What Gave Me Pause About Justice League: Cry for Justice
While the core cast of characters — Green Lantern and Green Arrow primarily, along with Starman and Congorilla separately — is pretty constant, there often seemed to be minor stuff going on that was disconnected to what was actually going on. Like why bother putting Mon-El into one panel in the whole book? Let’s just randomly put Starfire in a bikini scene and joke about her being naked poolside sometimes! I mean sure, that is good for a LOL, but I get the feeling there were tie-ins with other titles or something that I wasn’t 100% apprised of as a trade paperback reader. I don’t know if the story would have suffered much with no Mon-El, no Starfire, whatever. As long as we follow around GL, GA, Supergirl, Starman, and the big golden monkey (and I guess the Jay Garrick Flash and his onetime archenemy Shade), we get more-or-less everything we need to out of the main story.

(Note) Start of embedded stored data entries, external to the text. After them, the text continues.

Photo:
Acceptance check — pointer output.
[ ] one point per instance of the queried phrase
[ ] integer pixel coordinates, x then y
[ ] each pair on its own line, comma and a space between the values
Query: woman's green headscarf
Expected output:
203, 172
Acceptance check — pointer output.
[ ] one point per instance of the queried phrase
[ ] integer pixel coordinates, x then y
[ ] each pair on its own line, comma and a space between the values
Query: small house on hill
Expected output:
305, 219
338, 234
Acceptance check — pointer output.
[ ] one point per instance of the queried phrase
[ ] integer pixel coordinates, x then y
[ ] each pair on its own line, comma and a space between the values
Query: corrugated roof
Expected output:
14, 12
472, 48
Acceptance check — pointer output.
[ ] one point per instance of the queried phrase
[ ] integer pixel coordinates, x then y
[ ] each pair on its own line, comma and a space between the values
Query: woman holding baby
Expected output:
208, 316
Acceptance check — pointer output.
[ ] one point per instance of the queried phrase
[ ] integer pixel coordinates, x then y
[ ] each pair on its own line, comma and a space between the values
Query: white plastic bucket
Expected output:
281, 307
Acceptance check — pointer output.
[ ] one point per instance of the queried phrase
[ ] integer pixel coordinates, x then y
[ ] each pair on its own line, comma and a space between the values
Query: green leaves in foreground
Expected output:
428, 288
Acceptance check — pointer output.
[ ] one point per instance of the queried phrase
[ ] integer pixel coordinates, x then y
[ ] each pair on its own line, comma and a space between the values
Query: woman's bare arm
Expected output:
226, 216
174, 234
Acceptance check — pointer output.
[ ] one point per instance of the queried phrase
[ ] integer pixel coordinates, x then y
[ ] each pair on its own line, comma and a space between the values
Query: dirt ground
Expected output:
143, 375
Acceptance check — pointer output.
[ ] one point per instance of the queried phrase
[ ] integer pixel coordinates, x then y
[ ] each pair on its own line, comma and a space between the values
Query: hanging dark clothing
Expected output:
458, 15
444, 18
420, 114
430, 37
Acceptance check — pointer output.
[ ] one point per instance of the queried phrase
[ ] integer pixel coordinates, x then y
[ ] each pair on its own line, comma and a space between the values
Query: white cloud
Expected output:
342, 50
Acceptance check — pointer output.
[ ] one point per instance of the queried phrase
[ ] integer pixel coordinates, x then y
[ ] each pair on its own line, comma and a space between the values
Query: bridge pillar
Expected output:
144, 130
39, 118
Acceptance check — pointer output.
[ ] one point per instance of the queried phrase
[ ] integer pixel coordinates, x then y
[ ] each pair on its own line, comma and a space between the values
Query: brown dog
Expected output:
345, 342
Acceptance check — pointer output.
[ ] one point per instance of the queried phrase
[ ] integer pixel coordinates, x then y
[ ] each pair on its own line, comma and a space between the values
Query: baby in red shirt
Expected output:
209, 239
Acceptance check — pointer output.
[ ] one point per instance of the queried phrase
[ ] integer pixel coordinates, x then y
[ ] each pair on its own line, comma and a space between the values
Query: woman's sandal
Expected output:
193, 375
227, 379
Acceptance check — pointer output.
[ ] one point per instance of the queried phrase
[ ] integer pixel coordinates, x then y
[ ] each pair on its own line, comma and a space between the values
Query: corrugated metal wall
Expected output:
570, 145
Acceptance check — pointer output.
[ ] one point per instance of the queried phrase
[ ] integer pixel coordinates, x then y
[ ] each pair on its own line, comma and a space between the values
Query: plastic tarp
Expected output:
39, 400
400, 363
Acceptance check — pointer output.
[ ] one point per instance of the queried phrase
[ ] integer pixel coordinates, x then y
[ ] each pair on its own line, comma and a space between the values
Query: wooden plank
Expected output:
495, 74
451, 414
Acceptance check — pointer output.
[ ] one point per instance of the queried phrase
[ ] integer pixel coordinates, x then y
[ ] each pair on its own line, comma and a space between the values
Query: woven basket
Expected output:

I didn’t / don’t hate-hate the side stuff like that, but it is semi-annoying.
Also, Scott Clark takes over the illustration chores for an issue or so. His pictures are reasonably pretty, but not as pretty — and certainly not as unique — as Cascioli’s in the majority of the rest of the book; that makes for a semi-jarring twenty-odd pages, especially given the expectation set up for the preceding 100 or so.
None of this really bothered me that much; quality book overall.
Why would someone buy Justice League: Cry for Justice?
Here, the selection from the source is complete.